3) Protestants value Scripture in worship more than the liturgical traditions: leaving aside Anglicans, who in the BCP are the most consistent in their expression of the tradition, this one irritates me the most.  Now, in my denomination -- itself a wildly non-, if not un-, Scriptural tradition -- we do get a fair amount of Scripture in the corporate worship service (none dare call it the Liturgy), as we sing the Psalms exclusively.  However, the text read for the sermon is often short, often fails to have an OT or Epistle lesson as well (no lectionaries here!), and is often out of context from surrounding Scripture (think of the visiting preacher who chooses their own text every week).  What we actually value is the “Word preached,” which is to say, the uninspired interpretation of the Scriptures offered as authoritative because it comes from the pulpit.  By what authority does this person exposit the Scriptures and dare to call it the “Word preached”?  By the authority, not of the Scriptures which grant no such authority nor could they, but by the Church who ordained the person to such a role.  What is being preached is tradition based on the Scriptures, or at least based on their interpretation of that tradition and those Scriptures.  Where did they get the interpretation?  Maybe from insight while reading and studying them?  True, but this is a claim to some sort of inspiration from the Spirit; albeit a lesser level than the Apostles and the Prophets (who Scripture explicitly says are the foundation of the Church -- these are not contiguous with the Scruptures themselves).  Maybe they get the interpretation from scholarly or pastoral commentators?  Well, where did that come from?  It's turtles all the way down.  What might be claimed, and this is a dangerous claim for a Protestant to make, is that all interpretation of Scripture comes from, and adds to, the Tradition.  Tradition is inescapable.  This is why, I think, a post like this is so important: we need to be up front about our Tradition, about the traditions it is based on, and why we accept these specific traditions and not others.

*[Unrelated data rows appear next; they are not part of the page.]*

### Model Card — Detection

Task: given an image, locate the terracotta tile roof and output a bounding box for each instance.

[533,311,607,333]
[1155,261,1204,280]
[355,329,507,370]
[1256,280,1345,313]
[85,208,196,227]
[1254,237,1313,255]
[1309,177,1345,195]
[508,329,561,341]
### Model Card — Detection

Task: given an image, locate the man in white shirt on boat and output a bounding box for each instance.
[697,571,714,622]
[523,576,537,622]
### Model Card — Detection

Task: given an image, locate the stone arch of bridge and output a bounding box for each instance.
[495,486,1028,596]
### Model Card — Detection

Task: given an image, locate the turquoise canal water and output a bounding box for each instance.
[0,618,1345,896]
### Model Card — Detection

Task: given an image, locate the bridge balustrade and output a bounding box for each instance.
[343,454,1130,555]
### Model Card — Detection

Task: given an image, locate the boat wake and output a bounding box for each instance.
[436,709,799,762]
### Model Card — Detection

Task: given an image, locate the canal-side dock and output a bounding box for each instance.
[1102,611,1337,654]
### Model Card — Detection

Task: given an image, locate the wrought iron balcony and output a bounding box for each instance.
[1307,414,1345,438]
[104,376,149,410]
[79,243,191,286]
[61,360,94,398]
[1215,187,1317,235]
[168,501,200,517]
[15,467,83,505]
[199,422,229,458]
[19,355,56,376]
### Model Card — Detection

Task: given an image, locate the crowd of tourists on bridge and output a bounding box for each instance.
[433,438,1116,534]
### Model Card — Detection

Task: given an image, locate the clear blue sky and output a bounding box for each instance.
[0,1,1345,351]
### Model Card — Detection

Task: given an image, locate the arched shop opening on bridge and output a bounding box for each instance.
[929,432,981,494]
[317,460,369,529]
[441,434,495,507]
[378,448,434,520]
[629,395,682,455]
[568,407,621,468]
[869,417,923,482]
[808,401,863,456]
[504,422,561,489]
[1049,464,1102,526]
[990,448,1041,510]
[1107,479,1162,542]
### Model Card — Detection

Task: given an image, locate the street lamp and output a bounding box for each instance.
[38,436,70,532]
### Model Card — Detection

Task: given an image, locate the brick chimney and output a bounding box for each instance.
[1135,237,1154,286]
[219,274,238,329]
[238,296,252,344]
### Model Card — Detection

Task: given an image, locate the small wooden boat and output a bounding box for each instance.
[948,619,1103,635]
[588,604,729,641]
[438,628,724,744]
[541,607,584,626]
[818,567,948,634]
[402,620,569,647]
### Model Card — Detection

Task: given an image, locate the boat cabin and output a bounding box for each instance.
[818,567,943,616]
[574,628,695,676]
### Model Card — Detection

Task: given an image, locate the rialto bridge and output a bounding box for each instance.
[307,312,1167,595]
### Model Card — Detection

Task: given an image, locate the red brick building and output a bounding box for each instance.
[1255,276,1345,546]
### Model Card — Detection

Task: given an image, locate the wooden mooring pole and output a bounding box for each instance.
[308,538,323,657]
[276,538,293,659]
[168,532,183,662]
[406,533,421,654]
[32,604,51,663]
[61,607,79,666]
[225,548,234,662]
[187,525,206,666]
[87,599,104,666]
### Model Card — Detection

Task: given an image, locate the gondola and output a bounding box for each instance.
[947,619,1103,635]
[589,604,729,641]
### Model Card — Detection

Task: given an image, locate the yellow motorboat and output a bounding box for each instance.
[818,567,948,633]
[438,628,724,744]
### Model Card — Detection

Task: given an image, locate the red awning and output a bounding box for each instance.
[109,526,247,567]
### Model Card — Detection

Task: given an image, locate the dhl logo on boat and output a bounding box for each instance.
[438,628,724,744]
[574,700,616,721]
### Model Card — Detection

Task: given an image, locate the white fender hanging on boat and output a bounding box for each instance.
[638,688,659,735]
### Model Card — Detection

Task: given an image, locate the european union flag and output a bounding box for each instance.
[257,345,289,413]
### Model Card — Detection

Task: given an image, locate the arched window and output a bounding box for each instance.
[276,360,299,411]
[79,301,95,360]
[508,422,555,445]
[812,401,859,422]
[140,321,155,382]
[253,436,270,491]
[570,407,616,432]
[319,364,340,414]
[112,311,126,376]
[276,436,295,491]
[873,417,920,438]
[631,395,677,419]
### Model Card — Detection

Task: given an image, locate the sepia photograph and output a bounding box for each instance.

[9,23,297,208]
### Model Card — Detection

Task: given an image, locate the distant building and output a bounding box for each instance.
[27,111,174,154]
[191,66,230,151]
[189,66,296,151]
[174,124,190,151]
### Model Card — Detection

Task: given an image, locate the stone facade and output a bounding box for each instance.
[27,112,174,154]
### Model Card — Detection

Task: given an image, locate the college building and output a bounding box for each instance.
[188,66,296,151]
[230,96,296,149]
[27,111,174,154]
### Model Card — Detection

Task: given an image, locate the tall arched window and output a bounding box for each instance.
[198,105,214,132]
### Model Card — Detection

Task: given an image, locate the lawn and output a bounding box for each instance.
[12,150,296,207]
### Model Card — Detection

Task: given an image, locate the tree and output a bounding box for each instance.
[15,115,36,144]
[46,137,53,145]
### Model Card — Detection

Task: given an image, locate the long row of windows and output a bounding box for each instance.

More could, and should, be listed.  The point, though, even if I've misunderstood my own traditions, is that Tradition, or better, an authoritative, Holy Tradition is inherent in the very fabric of the Church.  It can, as well, be corrupted if not joined to the salvific presence of the Holy Spirit.  The genius of Protestantism, I think, is its ability to examine its own traditions, even foundational ones like sola Scriptura, and correct its course.  (The secret, of course, is that Catholics and Orthodox have the exact same genius.)